Men heeft wel eens beweerd, dat deze afzijdige houding een ‘bewuste reaksie’ tegen het modernisme zou hebben betekend, wat ik bezwaarlik aanvaarden kan. ‘Het Fonteintje’ onthield zich trouwens aanvankelik van alle kritiek.
Ook de scherpe verwijten van Karel van den Oever houden hier niet langer steek. Er is in deze verzen een mannelijke kracht, een aanvaarden van de strijd, en ondanks het vasthouden aan de traditionele vormen, vaak een schoon bereiken.
Opvallend is het, dat Maurice Roelants en Reimond Herreman met de definitieve uitgave van hun dichtbundels hebben gewacht tot de storm van het expressionisme was geluwd.
Er spreekt uit deze verzen van R. Herreman een gemoedelike toon, die wel eens een ironiese glimlach of een verbeten bitterheid wordt.
Deze gemoedelike ironie sluit echter een meer tragiese kijk op het leven niet uit en vaak trilt door deze verzen een diepere menselikheid die de goede dichter verraadt.
Ik verwerp deze gemoedelike ironie niet, ik appresieer zelfs dat Herreman dit al te vaak verwaarloosde element opnieuw in de poëzie heeft binnengeloods maar ik meen dat juist deze ironie bij minder tekniese bedrevenheid rot vervlakking leiden moet; wat hier dan ook, ondanks een brave voornaamheid, al te vaak gebeurde.

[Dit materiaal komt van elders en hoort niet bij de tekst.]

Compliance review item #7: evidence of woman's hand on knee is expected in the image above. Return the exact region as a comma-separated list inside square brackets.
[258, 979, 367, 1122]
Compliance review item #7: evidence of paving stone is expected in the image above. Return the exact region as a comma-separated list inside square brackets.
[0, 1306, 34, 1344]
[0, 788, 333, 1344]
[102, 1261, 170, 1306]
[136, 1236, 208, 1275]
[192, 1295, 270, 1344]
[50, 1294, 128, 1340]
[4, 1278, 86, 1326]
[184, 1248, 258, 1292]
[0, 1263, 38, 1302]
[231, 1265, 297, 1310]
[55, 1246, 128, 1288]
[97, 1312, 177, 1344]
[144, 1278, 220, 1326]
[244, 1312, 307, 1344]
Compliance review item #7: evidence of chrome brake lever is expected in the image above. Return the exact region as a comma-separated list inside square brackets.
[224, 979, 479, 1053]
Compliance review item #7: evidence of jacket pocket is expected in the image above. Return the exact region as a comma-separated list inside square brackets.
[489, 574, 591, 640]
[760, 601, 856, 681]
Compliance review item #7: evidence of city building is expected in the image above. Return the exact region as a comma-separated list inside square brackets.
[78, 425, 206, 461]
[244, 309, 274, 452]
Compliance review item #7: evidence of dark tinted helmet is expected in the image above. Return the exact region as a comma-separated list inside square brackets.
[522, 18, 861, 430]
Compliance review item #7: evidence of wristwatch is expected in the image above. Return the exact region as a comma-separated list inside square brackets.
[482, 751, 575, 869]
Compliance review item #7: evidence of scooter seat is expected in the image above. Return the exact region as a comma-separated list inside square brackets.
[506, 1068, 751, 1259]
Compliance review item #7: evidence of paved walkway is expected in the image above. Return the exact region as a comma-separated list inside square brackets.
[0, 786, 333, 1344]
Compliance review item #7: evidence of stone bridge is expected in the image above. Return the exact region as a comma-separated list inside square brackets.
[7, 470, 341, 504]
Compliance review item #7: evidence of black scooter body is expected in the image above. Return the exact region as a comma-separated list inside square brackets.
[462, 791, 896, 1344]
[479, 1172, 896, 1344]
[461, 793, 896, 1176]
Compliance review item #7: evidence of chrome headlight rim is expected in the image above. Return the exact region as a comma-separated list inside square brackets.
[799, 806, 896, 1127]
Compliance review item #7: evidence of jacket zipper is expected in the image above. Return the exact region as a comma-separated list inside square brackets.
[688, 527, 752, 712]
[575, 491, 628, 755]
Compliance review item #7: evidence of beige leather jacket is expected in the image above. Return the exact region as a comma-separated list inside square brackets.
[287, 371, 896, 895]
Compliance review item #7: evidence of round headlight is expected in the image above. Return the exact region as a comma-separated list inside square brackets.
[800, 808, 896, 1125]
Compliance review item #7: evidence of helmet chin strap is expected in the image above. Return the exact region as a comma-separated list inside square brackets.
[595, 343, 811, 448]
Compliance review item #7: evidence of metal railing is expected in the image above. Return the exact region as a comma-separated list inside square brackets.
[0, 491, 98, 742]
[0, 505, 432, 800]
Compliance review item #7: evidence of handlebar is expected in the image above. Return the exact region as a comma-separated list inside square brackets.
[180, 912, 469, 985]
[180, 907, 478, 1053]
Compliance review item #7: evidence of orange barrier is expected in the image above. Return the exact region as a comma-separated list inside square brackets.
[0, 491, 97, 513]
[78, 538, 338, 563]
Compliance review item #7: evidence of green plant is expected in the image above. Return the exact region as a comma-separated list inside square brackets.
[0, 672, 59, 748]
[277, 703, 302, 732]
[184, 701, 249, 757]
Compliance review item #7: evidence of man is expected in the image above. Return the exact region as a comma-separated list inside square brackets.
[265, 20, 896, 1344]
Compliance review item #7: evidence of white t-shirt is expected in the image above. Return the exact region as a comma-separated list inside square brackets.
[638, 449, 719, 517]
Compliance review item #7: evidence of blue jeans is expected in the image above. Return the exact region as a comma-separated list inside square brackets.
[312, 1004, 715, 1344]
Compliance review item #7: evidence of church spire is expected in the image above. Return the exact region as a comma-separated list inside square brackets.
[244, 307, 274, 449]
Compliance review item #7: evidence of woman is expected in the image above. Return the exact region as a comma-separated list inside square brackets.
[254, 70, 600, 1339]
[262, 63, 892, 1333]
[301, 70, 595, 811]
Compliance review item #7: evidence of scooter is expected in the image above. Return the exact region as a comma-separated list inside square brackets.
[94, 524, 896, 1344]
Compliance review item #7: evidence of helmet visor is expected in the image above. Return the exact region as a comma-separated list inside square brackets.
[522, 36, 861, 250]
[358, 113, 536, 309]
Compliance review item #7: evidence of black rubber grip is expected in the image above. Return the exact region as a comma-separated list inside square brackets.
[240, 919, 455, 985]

Reimond Herreman blijft steeds bij de eenvoudige dingen des levens. Hij openbaart geen nieuwe kijk op de wereld, noch een nieuw beleven, maar door zijn lied ruist steeds een zachte rythme - de weemoedige muziek van een licht geraakt gemoed. Ook als een krachtiger toon door zijn verzen vaart, als hij de mannelike strijd aanvaardt, blijft dit zacht rythme doorruisen en gauw spor hij met zijn eigen romantiese sentimentaliteit. Dan wordt zijn lied wel eens het blote ‘vertellen’ dat alleen van het proza kan worden onderscheiden omdat het in stukjes werd gehakt.
De Naamsche Poort te Brussel is de schoonste
Wijk uit veel roemrijke steden.
Mijn liefde menigmaal - helaas 't was bij
Ik wees hierboven op het gevaar dezer gemoedelike ironie. Herreman is echter nimmer banaal. Hij stelt het licht vlak naast het duister. Hij lacht om het licht. Hij lacht om het duister. Het wordt soms een tragiese lach: de lach van de klown die licht en duister verloor.
Ik acht enkle dezer verzen volkomen ‘anti-lyries’ maar van enkele kleine gedichtjes moet gij, ondanks de al te gemakkelike struktuur gaan houden, om de naïve spontaniteit, het klare vloeien van het rhythme en de zuivere muzikaliteit.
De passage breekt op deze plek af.